Uitspraak
RECHTBANK DEN HAAG
[eiser],
de staatssecretaris van Veiligheid en Justitie, verweerder,
Procesverloop
Overwegingen
Eiser heeft op 16 juni 2011 een tweede asielaanvraag ingediend. Eiser heeft in de correcties en aanvullingen naar aanleiding van het gehoor over deze aanvraag aangegeven dat hij zich heeft bekeerd tot het christendom en heeft verzocht daarover te worden gehoord. Verweerder heeft de aanvraag bij besluit 24 juni 2011 afgewezen op grond van het bepaalde in artikel 4:6 van de Algemene wet bestuursrecht (Awb). Verweerder heeft zich op het standpunt gesteld dat eisers bekering tot het christendom niet geloofwaardig kan worden geacht omdat eiser daarover tijdens het gehoor naar aanleiding van de aanvraag had kunnen en moeten verklaren. Eiser heeft het hiertegen ingestelde beroep ingetrokken.
Eiser heeft op 13 september 2011 een derde asielaanvraag ingediend. Verweerder heeft de aanvraag bij besluit van 21 september 2011 afgewezen op grond van artikel 4:6 Awb. Bij uitspraak van 14 oktober 2011 van deze rechtbank, zittingsplaats Utrecht, (AWB 11/30652) is het hiertegen ingestelde beroep ongegrond verklaard omdat geen sprake is van nieuw gebleken feiten of veranderde omstandigheden en niet is gebleken van bijzondere feiten en omstandigheden als bedoeld in overweging 45 van het arrest van het Europese Hof voor de Rechten van de Mens (EHRM) van 19 februari 1998 in de zaak Bahaddar tegen Nederland (het arrest Bahaddar; ECLI:NL:XX:1998:AG8817).
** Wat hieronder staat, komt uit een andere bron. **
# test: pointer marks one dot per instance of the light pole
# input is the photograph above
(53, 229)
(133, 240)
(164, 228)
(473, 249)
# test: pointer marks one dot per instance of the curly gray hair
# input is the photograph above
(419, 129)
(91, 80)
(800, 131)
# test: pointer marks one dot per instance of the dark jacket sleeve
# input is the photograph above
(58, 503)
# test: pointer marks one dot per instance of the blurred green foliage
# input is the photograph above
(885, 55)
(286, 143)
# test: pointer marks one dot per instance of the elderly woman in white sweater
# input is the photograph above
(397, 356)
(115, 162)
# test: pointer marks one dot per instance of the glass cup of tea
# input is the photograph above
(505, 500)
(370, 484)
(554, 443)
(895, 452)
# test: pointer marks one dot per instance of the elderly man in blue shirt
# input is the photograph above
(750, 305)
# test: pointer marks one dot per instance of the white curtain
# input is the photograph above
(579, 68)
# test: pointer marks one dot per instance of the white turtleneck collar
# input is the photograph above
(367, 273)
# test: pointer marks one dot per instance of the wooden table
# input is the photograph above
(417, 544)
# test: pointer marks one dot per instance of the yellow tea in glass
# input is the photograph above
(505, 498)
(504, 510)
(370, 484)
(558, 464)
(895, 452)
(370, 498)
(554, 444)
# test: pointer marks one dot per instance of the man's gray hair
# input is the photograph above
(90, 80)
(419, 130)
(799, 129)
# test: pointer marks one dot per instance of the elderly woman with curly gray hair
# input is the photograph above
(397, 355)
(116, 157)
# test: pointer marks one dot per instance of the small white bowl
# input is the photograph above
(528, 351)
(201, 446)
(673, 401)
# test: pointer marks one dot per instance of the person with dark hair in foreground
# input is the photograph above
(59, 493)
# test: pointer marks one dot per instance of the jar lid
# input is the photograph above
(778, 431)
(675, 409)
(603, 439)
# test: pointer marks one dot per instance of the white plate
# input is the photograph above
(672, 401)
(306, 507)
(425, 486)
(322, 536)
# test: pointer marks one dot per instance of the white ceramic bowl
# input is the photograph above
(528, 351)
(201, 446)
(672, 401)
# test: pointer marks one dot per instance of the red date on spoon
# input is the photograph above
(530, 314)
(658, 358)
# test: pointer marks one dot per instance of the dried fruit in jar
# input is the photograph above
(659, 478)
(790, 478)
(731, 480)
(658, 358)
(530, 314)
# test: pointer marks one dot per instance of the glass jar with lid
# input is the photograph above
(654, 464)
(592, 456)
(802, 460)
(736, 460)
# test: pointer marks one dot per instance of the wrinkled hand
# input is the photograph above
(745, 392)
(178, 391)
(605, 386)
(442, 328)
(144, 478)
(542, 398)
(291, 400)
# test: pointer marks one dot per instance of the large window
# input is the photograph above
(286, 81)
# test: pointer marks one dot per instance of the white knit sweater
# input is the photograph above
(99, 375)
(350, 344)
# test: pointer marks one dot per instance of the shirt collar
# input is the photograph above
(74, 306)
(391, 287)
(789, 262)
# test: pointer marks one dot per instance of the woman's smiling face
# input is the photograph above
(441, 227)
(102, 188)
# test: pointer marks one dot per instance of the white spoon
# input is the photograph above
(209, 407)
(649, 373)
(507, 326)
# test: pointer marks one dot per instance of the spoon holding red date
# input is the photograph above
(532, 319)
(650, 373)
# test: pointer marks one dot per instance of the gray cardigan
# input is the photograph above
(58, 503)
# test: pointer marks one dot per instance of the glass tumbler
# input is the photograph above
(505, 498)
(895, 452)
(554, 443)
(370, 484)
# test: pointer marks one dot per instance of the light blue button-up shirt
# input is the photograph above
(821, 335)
Eiser heeft op 9 maart 2012 de onderhavige aanvraag ingediend. Aan deze aanvraag heeft eiser ten grondslag gelegd dat eiser van een kennis heeft vernomen dat zijn familie iemand naar Nederland heeft gestuurd om hem te doden vanwege zijn bekering tot het christendom. Verweerder heeft bij besluit van 14 maart 2012 de aanvraag afgewezen op grond van het bepaalde in artikel 4:6 Awb. De voorzieningenrechter van deze rechtbank en zittingsplaats heeft bij uitspraak van 3 april 2012 (AWB 12/8864; aangehecht) het verzoek om een voorlopige voorziening, connex aan het tegen het besluit van 14 maart 2012 ingediende beroepschrift, toegewezen om, binnen het kader van het arrest Bahaddar, eiser in staat te stellen de geloofwaardigheid van zijn bekering alsnog aannemelijk te maken. Naar aanleiding van deze uitspraak heeft verweerder op 5 december 2012 het besluit van 14 maart 2012 ingetrokken en is eiser op 29 januari 2013 aanvullend gehoord.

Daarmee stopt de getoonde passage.